Relevant legal principles

[12] Both parties in their written submissions set out the principles generally relevant to the consideration of whether proceedings ought be reopened. I have not repeated their submissions in this decision.

[13] It is not in contention that the power to reopen a case should be exercised sparingly, having regard to the public interest in maintaining the finality of litigation.

[14] In deciding whether to reopen proceedings, the following considerations are relevant:

a. Is the evidence relevant, in that it engages in one or more of the issues requiring determination?

b. Was the evidence able to be obtained with reasonable diligence for use during the hearing?

c. Are the interests of justice served better by allowing or rejecting the evidence?

d. What is the likely prejudice to the party resisting the application?

e. Will a denial of procedural fairness likely arise if a party does not have an adequate opportunity to argue its case?

f. Was the evidence not led because of inadvertence or mistake?


[15] I consider the arguments for and against exercising my discretion to reopen these proceedings to be finely balanced.

[16] In terms of evidence, no evidence currently has been filed by Mr Morrison in response to the statement of the New Witness, there having been no requirement for him to do so unless the application to reopen is granted. Further, the evidence of the New Witness is untested. On the face of it, the new evidence engages in at least one of the issues I may need to decide, that being whether reinstatement is practicable. Whether the new evidence is actually relevant and has probative value is difficult to determine at this point in time, noting it is not at all unusual that answers given by witnesses in cross examination can significantly change the complexion of that person’s evidence.

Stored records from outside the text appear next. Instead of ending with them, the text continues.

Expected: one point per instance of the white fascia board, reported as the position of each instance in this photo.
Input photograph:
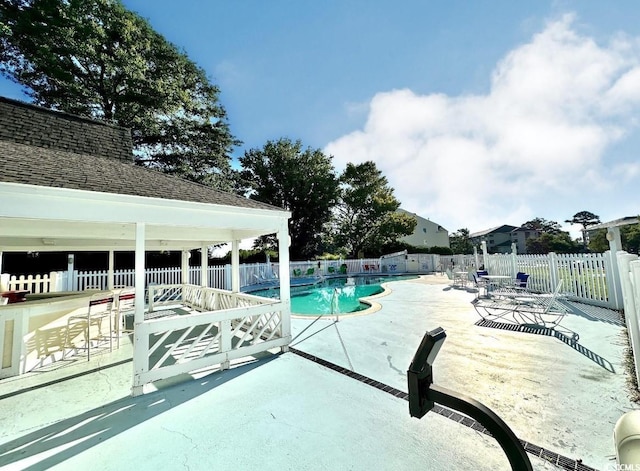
(37, 202)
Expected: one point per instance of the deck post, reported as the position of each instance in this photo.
(185, 267)
(283, 276)
(110, 283)
(204, 266)
(235, 266)
(141, 342)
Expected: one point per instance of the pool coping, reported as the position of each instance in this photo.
(370, 300)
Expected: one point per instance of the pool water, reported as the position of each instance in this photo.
(333, 295)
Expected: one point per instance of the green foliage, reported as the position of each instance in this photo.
(301, 181)
(460, 242)
(366, 217)
(95, 58)
(542, 225)
(598, 241)
(629, 235)
(546, 242)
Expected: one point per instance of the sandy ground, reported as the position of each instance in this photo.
(285, 412)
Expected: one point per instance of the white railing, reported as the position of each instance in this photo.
(223, 326)
(586, 277)
(34, 283)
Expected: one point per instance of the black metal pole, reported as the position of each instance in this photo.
(495, 425)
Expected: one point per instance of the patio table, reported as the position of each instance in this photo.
(496, 281)
(15, 296)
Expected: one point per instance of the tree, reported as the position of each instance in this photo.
(460, 242)
(366, 217)
(301, 181)
(543, 226)
(629, 236)
(96, 59)
(585, 219)
(546, 242)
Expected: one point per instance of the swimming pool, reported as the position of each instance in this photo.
(334, 295)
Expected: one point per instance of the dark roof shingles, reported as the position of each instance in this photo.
(21, 163)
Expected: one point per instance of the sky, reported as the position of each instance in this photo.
(478, 113)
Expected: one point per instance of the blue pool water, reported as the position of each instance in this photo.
(333, 295)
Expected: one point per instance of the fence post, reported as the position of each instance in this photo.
(553, 272)
(612, 277)
(630, 308)
(70, 260)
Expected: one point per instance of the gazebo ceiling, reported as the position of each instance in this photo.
(60, 219)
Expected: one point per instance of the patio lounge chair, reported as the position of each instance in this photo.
(100, 308)
(534, 310)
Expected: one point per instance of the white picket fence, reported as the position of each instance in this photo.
(629, 268)
(585, 277)
(33, 283)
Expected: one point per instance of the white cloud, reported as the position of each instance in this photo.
(535, 141)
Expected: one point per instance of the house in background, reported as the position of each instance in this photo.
(498, 239)
(520, 236)
(426, 234)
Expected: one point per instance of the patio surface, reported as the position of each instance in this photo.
(282, 411)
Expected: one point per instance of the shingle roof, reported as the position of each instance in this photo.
(20, 163)
(503, 228)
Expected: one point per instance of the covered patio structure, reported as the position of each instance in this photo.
(59, 196)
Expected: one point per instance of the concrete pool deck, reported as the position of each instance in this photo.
(286, 412)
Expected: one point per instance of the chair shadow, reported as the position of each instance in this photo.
(595, 313)
(67, 438)
(539, 330)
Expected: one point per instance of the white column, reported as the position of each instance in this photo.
(70, 262)
(631, 309)
(185, 267)
(283, 275)
(204, 267)
(615, 246)
(235, 266)
(140, 273)
(110, 282)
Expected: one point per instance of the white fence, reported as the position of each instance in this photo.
(629, 268)
(586, 277)
(32, 283)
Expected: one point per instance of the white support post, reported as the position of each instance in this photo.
(110, 283)
(141, 342)
(631, 309)
(615, 245)
(185, 267)
(553, 273)
(204, 266)
(235, 266)
(283, 275)
(70, 261)
(485, 257)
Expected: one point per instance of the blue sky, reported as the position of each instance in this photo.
(478, 113)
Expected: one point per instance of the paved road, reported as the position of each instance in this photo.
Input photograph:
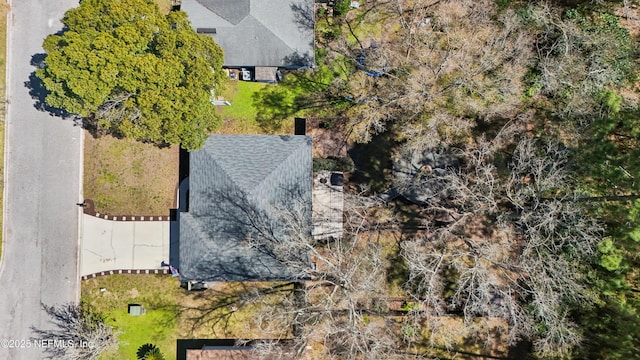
(39, 260)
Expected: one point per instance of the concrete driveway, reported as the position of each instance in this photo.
(122, 245)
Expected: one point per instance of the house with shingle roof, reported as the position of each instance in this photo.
(258, 34)
(246, 198)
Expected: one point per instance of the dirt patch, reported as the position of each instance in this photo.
(126, 177)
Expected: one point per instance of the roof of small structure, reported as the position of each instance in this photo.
(258, 32)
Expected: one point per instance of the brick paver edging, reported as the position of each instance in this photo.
(89, 208)
(121, 271)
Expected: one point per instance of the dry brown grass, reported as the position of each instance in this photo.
(126, 177)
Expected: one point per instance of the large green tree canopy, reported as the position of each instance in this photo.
(132, 71)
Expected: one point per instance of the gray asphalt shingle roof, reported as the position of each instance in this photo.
(234, 182)
(258, 32)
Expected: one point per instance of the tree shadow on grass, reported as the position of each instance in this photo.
(39, 93)
(373, 163)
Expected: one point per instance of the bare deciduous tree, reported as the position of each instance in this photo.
(513, 251)
(82, 332)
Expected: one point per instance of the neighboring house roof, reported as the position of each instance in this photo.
(240, 185)
(258, 32)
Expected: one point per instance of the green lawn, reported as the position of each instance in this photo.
(159, 294)
(171, 312)
(240, 117)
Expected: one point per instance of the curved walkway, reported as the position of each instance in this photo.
(110, 245)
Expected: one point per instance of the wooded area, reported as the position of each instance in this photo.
(510, 131)
(513, 131)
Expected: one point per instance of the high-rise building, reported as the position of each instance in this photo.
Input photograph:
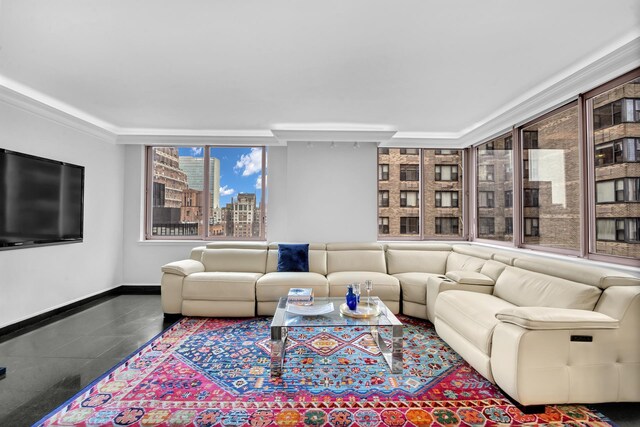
(194, 167)
(616, 139)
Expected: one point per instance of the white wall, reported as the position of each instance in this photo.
(37, 279)
(314, 194)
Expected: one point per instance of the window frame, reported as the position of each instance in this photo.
(206, 217)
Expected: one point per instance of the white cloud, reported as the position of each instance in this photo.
(250, 163)
(226, 191)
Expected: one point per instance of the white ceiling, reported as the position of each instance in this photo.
(419, 67)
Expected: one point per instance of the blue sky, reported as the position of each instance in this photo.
(240, 170)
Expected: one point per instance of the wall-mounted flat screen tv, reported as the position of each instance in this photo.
(41, 201)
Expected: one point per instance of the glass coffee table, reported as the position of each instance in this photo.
(380, 325)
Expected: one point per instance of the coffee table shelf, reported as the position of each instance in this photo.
(379, 327)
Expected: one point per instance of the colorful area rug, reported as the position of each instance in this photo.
(215, 372)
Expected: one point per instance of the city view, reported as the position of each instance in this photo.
(214, 193)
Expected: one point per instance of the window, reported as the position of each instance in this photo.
(446, 172)
(445, 225)
(383, 199)
(624, 150)
(185, 204)
(446, 199)
(486, 226)
(485, 172)
(408, 199)
(383, 225)
(415, 193)
(508, 199)
(409, 225)
(531, 197)
(508, 225)
(485, 199)
(409, 172)
(532, 227)
(551, 146)
(383, 172)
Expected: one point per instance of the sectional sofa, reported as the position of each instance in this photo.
(545, 331)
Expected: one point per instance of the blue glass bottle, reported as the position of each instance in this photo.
(352, 298)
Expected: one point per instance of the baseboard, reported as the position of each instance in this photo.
(42, 319)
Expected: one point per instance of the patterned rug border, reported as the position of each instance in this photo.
(406, 404)
(108, 372)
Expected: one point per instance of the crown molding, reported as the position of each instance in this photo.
(46, 110)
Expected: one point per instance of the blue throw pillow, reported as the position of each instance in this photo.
(293, 257)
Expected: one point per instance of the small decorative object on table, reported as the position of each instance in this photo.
(300, 296)
(352, 298)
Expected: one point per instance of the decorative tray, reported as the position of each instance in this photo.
(363, 310)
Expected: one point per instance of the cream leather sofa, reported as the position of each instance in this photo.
(549, 332)
(545, 331)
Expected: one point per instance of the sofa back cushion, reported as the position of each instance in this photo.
(233, 259)
(317, 258)
(355, 257)
(416, 261)
(457, 261)
(531, 289)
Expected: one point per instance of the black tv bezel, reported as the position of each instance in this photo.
(37, 244)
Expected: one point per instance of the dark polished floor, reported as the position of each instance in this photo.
(49, 364)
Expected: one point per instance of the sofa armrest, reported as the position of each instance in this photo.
(183, 267)
(470, 278)
(547, 318)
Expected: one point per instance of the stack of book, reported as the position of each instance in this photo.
(300, 296)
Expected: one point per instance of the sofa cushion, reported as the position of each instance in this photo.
(293, 257)
(235, 260)
(457, 261)
(546, 318)
(422, 261)
(469, 277)
(384, 286)
(472, 315)
(355, 257)
(530, 289)
(414, 286)
(272, 286)
(220, 286)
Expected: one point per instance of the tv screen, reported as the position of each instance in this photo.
(41, 201)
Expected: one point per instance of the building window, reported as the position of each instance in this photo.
(446, 199)
(446, 172)
(531, 197)
(184, 204)
(508, 225)
(486, 226)
(383, 225)
(446, 225)
(409, 172)
(383, 199)
(532, 227)
(409, 225)
(508, 199)
(383, 172)
(408, 199)
(485, 199)
(486, 172)
(625, 150)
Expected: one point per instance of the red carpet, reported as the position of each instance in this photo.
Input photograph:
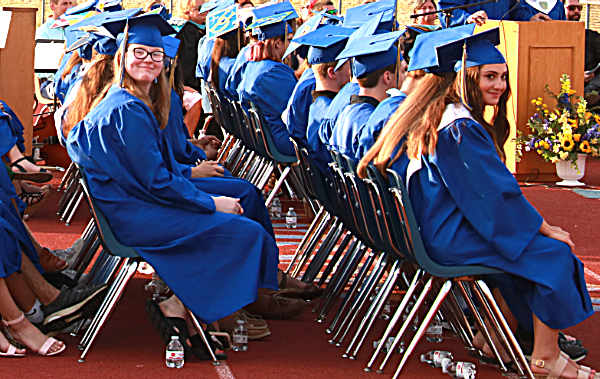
(128, 346)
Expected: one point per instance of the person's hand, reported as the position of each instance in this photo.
(540, 17)
(228, 205)
(478, 18)
(207, 169)
(557, 233)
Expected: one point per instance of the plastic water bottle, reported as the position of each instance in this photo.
(276, 207)
(291, 219)
(437, 358)
(460, 370)
(175, 354)
(240, 337)
(434, 331)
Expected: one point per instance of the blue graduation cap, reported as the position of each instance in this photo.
(271, 21)
(480, 49)
(372, 53)
(358, 16)
(171, 46)
(304, 29)
(222, 21)
(424, 55)
(326, 43)
(82, 8)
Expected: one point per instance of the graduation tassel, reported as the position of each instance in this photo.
(123, 47)
(463, 80)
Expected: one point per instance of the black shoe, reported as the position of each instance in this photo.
(71, 306)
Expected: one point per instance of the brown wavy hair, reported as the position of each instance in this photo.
(419, 116)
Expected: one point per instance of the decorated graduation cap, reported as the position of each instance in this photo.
(360, 15)
(372, 53)
(326, 43)
(424, 55)
(304, 29)
(222, 20)
(271, 21)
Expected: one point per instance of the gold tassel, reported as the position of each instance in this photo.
(463, 79)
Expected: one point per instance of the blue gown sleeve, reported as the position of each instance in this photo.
(485, 191)
(139, 163)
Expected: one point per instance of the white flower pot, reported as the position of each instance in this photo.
(569, 174)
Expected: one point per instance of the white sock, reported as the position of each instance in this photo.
(35, 315)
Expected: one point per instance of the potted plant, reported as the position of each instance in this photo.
(564, 136)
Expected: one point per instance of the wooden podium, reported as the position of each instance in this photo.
(537, 53)
(16, 68)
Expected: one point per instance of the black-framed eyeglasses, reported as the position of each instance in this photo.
(141, 54)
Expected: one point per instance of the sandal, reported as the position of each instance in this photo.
(50, 262)
(557, 369)
(45, 347)
(16, 165)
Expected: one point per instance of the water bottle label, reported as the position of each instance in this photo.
(174, 354)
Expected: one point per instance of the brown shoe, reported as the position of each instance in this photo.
(255, 331)
(276, 307)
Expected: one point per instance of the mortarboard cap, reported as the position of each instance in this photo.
(372, 53)
(326, 43)
(358, 16)
(424, 56)
(481, 49)
(304, 29)
(171, 46)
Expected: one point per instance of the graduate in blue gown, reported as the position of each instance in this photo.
(469, 207)
(375, 64)
(267, 82)
(214, 261)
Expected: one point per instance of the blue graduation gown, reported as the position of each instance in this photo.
(370, 132)
(215, 262)
(205, 48)
(495, 11)
(344, 137)
(187, 154)
(11, 130)
(526, 11)
(235, 74)
(297, 109)
(316, 148)
(269, 85)
(471, 210)
(341, 100)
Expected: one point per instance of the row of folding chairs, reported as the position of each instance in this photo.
(364, 246)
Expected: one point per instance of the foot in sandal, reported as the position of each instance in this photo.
(24, 332)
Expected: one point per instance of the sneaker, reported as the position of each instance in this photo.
(71, 306)
(276, 307)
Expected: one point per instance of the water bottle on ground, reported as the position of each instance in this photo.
(275, 208)
(175, 353)
(460, 370)
(437, 358)
(434, 331)
(291, 219)
(240, 337)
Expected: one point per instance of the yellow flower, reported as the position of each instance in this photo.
(585, 147)
(567, 144)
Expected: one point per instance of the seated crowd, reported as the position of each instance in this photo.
(360, 87)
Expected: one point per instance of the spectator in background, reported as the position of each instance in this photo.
(58, 7)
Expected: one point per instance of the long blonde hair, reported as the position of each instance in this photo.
(419, 116)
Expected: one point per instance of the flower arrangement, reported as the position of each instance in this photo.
(564, 133)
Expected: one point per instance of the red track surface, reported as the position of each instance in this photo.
(128, 346)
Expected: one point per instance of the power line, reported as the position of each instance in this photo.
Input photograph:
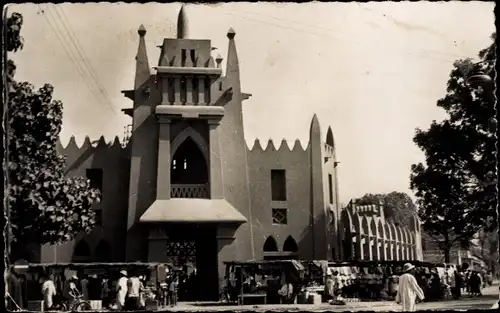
(81, 52)
(332, 36)
(72, 58)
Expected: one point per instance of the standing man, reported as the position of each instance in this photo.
(134, 290)
(121, 290)
(408, 289)
(329, 285)
(174, 283)
(48, 292)
(84, 283)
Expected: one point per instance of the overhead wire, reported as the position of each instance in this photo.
(69, 53)
(423, 53)
(76, 43)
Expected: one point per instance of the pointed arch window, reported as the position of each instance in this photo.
(103, 251)
(290, 245)
(270, 245)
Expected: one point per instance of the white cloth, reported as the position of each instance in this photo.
(134, 287)
(408, 291)
(121, 288)
(85, 288)
(48, 291)
(286, 291)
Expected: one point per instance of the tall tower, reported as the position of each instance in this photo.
(195, 152)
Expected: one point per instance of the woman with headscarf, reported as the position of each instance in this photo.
(121, 290)
(408, 290)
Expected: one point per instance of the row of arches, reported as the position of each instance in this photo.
(102, 251)
(373, 238)
(290, 245)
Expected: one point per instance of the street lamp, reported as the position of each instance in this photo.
(480, 79)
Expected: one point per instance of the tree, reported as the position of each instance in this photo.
(398, 206)
(486, 244)
(456, 187)
(44, 205)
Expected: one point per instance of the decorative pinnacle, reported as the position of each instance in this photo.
(218, 59)
(182, 24)
(141, 31)
(231, 33)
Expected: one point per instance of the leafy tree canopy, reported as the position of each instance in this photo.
(456, 187)
(45, 206)
(398, 206)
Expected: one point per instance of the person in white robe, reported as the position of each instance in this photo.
(408, 290)
(48, 292)
(122, 290)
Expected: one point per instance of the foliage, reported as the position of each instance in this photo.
(45, 206)
(398, 206)
(455, 187)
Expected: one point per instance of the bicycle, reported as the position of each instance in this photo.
(76, 305)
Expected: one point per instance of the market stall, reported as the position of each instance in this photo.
(95, 281)
(268, 281)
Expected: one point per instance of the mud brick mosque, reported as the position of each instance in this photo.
(187, 188)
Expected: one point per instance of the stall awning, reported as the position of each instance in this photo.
(192, 211)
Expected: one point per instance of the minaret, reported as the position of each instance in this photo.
(338, 242)
(142, 70)
(182, 25)
(318, 215)
(234, 153)
(232, 66)
(143, 144)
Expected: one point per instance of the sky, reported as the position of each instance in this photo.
(371, 71)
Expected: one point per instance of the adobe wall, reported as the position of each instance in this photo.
(295, 161)
(114, 160)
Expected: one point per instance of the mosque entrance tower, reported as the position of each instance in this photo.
(189, 177)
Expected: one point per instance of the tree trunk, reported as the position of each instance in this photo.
(447, 255)
(446, 248)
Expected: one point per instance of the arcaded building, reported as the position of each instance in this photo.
(187, 188)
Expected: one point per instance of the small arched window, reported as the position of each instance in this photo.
(270, 245)
(82, 249)
(290, 245)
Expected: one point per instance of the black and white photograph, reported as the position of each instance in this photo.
(250, 156)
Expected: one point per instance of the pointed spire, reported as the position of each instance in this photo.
(232, 65)
(182, 25)
(218, 59)
(315, 129)
(329, 137)
(142, 71)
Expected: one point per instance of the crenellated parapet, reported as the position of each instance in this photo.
(72, 147)
(375, 238)
(92, 153)
(283, 146)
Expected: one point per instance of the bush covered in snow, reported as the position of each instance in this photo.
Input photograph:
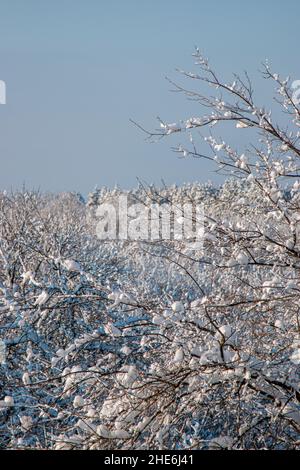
(152, 345)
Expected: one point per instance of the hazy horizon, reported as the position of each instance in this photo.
(76, 72)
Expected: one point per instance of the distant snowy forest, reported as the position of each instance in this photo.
(121, 344)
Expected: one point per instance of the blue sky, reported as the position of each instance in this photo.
(76, 71)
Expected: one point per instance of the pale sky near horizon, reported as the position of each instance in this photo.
(76, 71)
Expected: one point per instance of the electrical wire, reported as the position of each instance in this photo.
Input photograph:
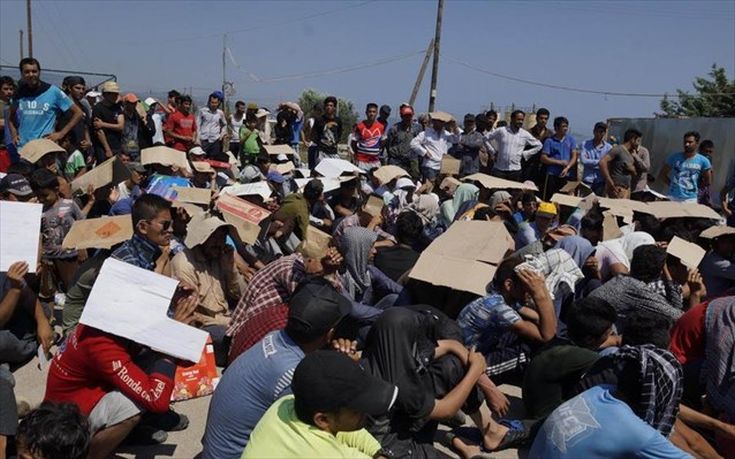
(567, 88)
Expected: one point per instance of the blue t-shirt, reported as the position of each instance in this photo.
(247, 389)
(594, 424)
(37, 115)
(559, 149)
(685, 174)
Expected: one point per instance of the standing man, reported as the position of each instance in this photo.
(592, 151)
(618, 166)
(36, 106)
(398, 143)
(513, 144)
(560, 156)
(327, 131)
(236, 121)
(211, 127)
(181, 126)
(683, 171)
(533, 169)
(108, 123)
(368, 139)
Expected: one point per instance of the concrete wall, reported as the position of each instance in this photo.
(663, 136)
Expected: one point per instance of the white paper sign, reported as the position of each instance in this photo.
(132, 302)
(20, 230)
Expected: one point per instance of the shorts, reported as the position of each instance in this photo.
(112, 409)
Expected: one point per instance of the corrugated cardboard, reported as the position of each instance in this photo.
(244, 216)
(374, 205)
(99, 233)
(97, 177)
(450, 166)
(386, 174)
(193, 195)
(38, 148)
(465, 257)
(284, 168)
(668, 209)
(566, 200)
(689, 254)
(164, 155)
(717, 231)
(488, 181)
(279, 149)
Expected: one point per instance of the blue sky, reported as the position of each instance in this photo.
(645, 47)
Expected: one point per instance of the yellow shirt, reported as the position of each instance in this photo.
(280, 435)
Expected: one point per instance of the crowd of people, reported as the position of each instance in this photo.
(328, 345)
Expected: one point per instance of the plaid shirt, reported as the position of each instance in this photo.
(139, 252)
(270, 287)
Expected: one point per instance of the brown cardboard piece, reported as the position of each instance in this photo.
(279, 149)
(690, 254)
(98, 177)
(386, 174)
(714, 232)
(193, 195)
(488, 181)
(374, 206)
(465, 257)
(164, 155)
(315, 244)
(450, 166)
(99, 233)
(244, 216)
(668, 209)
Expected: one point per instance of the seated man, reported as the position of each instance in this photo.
(260, 376)
(627, 420)
(208, 265)
(53, 430)
(263, 307)
(96, 371)
(554, 372)
(332, 396)
(500, 326)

[17] I am not satisfied that the ANU could have obtained the evidence of the New Witness with reasonable diligence prior to the hearing. This would have effectively required it to publicise the nature of the alleged conduct and reasons for Mr Morrison’s dismissal broadly. I would not consider this to be a reasonable step to take, and no doubt not one that Mr Morrison would want the ANU to take.

[18] Mr Morrison does not argue that there is prejudice to him in terms of the issues raised by the evidence of the New Witness. The submissions on his behalf also note that his legal costs are now increased significantly regardless of the outcome of the application to reopen.

[19] I consider that the ANU has had an adequate opportunity to present its case, and accordingly a denial of procedural fairness does not arise in this matter.

[20] There is no suggestion that the evidence was not led because of inadvertence or mistake.

[21] In terms of the significant delay attributable to the ANU in the Commission being able to deal the application to reopen, as outlined earlier, the ANU were contacted by the New Witness on 8 December 2020 and its HR division met with her on 15 December 2020. The application to reopen was not made until 9 February 2021. The delay was attributed to Christmas leave period closures and the unavailability of Counsel for the ANU.

[22] In a jurisdiction where unfair dismissal applications are to be dealt with quickly, a delay of almost two months without even flagging the issue with Mr Morrison’s lawyers or the Commission is highly unsatisfactory. However, given the delay both parties had sought regarding the making of final submissions, I am not satisfied that this delay should weigh against exercising my discretion in favour of reopening the proceedings.

[23] Having carefully weighed all these considerations, I am on balance satisfied that the interests of justice are better served by allowing the new evidence. Accordingly, the application to reopen the proceedings to allow the evidence of the New Witness is granted.

[24] The parties are aware of the directions previously issued to progress and finalise this matter. No further adjournments or extensions will be entertained.